Il suo capolavoro, a mio avviso, è Il fu Mattia Pascal. Può sembrare una storia assurda, inverosimile, ma è davvero così? Che cosa faremmo noi se avessimo la possibilità di ricrearci una vita perché ritenuti da tutti morti? Si può davvero ricominciare e cessare di essere quello che si era prima? Tra le pagine di questo romanzo non dovete cercare risposte ma domande e forse la sensazione che non tutto è come sembra e che anche l’apparente libertà può essere una prigione. In questo post analizzeremo alcuni temi tipici di Pirandello, focalizzandoci soprattutto su questo testo, anche se ne ho letti molti che meriterebbero attenzione.

L’identità e il nome
Una delle poche cose, anzi forse la sola ch’io sapessi di certo era questa: mi chiamavo Mattia Pascal. E me ne approfittavo. […]
-          Io mi chiamo Mattia Pascal
-          Grazie, caro. Questo lo so.
-          E ti par  poco?
Non pareva molto, per dir la verità neanche a me. Ma ignoravo allora che cosa volesse dire il non sapere neppure questo. [Testo tratto da Il fu Mattia Pascal di Luigi Pirandello, edito da Newton & Compton Editori, p. 33]
L’incipit di questo libro, che vi ho citato qui, ci mette subito davanti alla crisi dell’identità. Il nome è una cosa banale eppure è un diritto garantito anche dalla legge! Il nome racconta la nostra identità e cosa succede se dobbiamo lasciarcelo alle spalle e cambiare tutto? Questo è quello che prova Mattia Pascal quando diventa Adriano Meis. Il nome è una parte intima di noi, è qualcosa che ci distingue e ci fa entrare in relazione con altri. È una cosa personalissima ma allo stesso tempo esiste solo in funzione delle interazioni (se non parlassimo con nessuno non avremmo bisogno di poter essere chiamati per nome).

Attori e maschere
Goffman (un sociologo) sostiene che la vita è come un teatro e ogni essere umano è un attore ma interpreta tanti ruoli.
Anche Pirandello usa la metafora del teatro e parla di maschere, tuttavia per lui è da mettere in discussione anche l’unità stessa dell’attore che viene visto da altri in mille modi diversi.
Vitangelo Moscarda (protagonista di un altro capolavoro di Pirandello, Uno, nessuno e centomila) entra in crisi quando scopre che gli altri lo vedono in modo diverso da come lui si percepisce. Come in una galleria di specchi la sua immagine si trova frammentata, impossibilitata a rimanere unitaria.
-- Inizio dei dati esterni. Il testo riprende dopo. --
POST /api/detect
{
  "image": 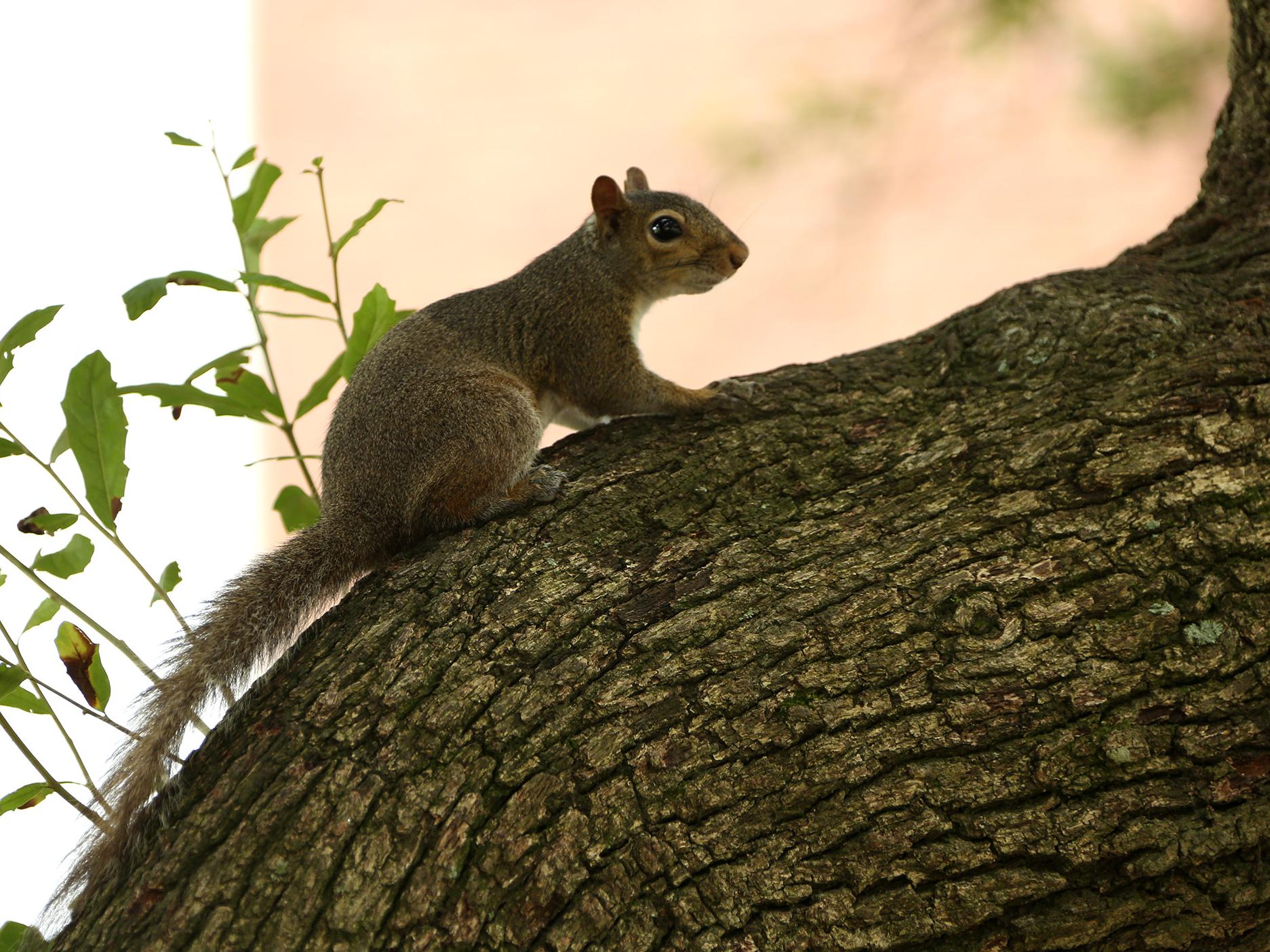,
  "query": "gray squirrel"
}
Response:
[58,167,753,896]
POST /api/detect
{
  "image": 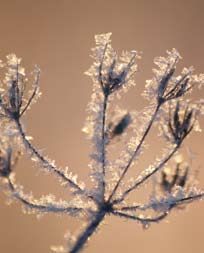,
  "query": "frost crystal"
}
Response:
[0,33,204,253]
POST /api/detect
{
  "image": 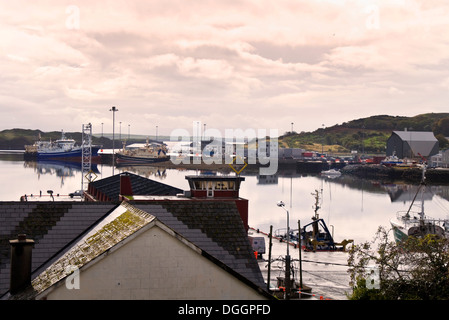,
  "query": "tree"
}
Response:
[433,118,449,137]
[348,227,449,300]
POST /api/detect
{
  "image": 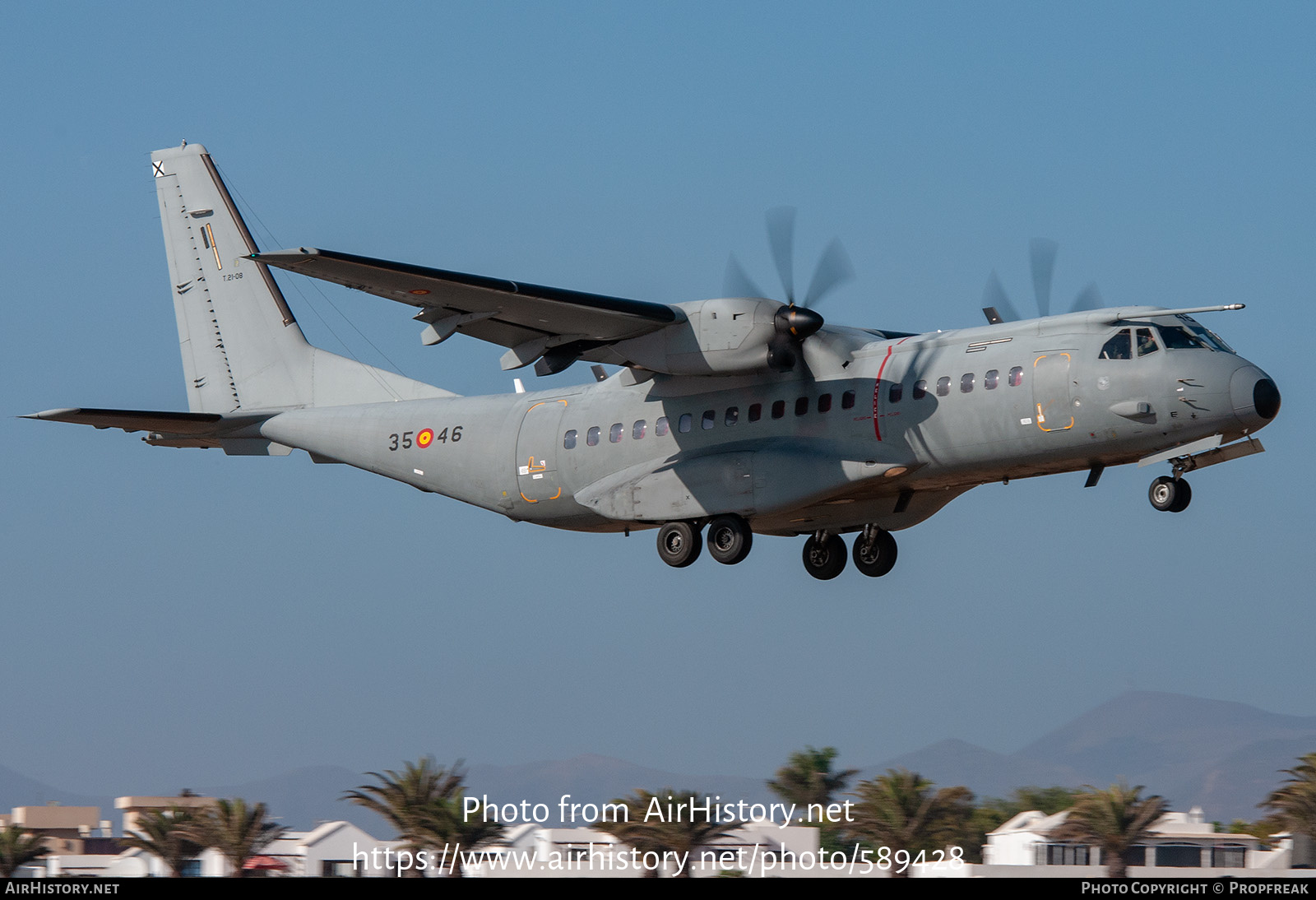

La risposta di Pirandello sembra drammatica in ogni caso: non si può essere unitari, non si può accettare di essere diversi da come ci vediamo, si finisce con l’essere nessuno e ciò non può che farci impazzire. Possiamo indossare tante maschere, ma riveleremo mai noi stessi?
Anche Mattia Pascal si trova ingabbiato in un’identità imposta (dalla moglie, dalla suocera, dalla società, …) e fugge per liberarsi di una maschera, ma nella società non si può vivere senza maschere e presto è tempo di crearne un’altra, di invischiarsi in una nuova, in nuove imposizioni, in nuove prigioni. Mattia, incapace di trovare un suo posto, racconta la sua storia in attesa della sua terza e definitiva morte, come se solo questa potesse levargli anche l’ultima maschera.
 Ma allora qual è la soluzione? Rassegnarsi a essere ipocrite maschere dietro a falsi sorrisi? Non saltiamo a facili conclusioni. Leggete il libro e ognuno di voi troverà le sue suggestioni: come ogni capolavoro questo libro sa parlare a tutti e a ciascuno.

Scappare da se stessi
Mattia Pascal fugge dalla sua vita, ma non può scappare da se stesso e così vive due mezze vite, senza una vera identità. Vive una nuova vita, ma la sua esistenza giuridica è legata a quella precedente e per il diritto e i suoi cari lui è morto. Quante volte anche noi ci siamo sentiti lontani da noi stessi, quasi in un’altra vita eppure imprigionati alla nostra vecchia realtà? La fuga non è mai una soluzione, i problemi ci aspetteranno al nostro ritorno e prima o poi vorremo tornare e potremmo scoprire la cosa peggiore: il mondo è andato avanti senza di noi, altri hanno occupato il nostro posto e di noi non resta che un nome dimenticato e che non ci appartiene nemmeno più. 
La vera grande verità è che non si può fuggire da se stessi.

Conclusioni
Qualche anno fa ho regato Il fu Mattia Pascal a un’amica e  su un segnalibro ho scritto una sorta di aforisma:
Non importa quante maschere sei disposto a indossare, non potrai mai nasconderti dal tuo vero io. Potrai ingannare gli altri, ma il tuo dolore non se ne andrà, per quanto tu possa fingere di essere in pace con te stesso, fino a che non lo sarai davvero. E non sarai mai in pace con te stesso fino a che continuerai a nasconderti.
Questo è quello che a me ha insegnato questo libro, ma c’è davvero molto di più a voler leggere tra le righe. E voi? Conoscete questo libro di Pirandello? A voi cosa ha lasciato? Ne avete letti altri? Io sì, ma questo resta il mio preferito! In ogni caso ora tocca voi!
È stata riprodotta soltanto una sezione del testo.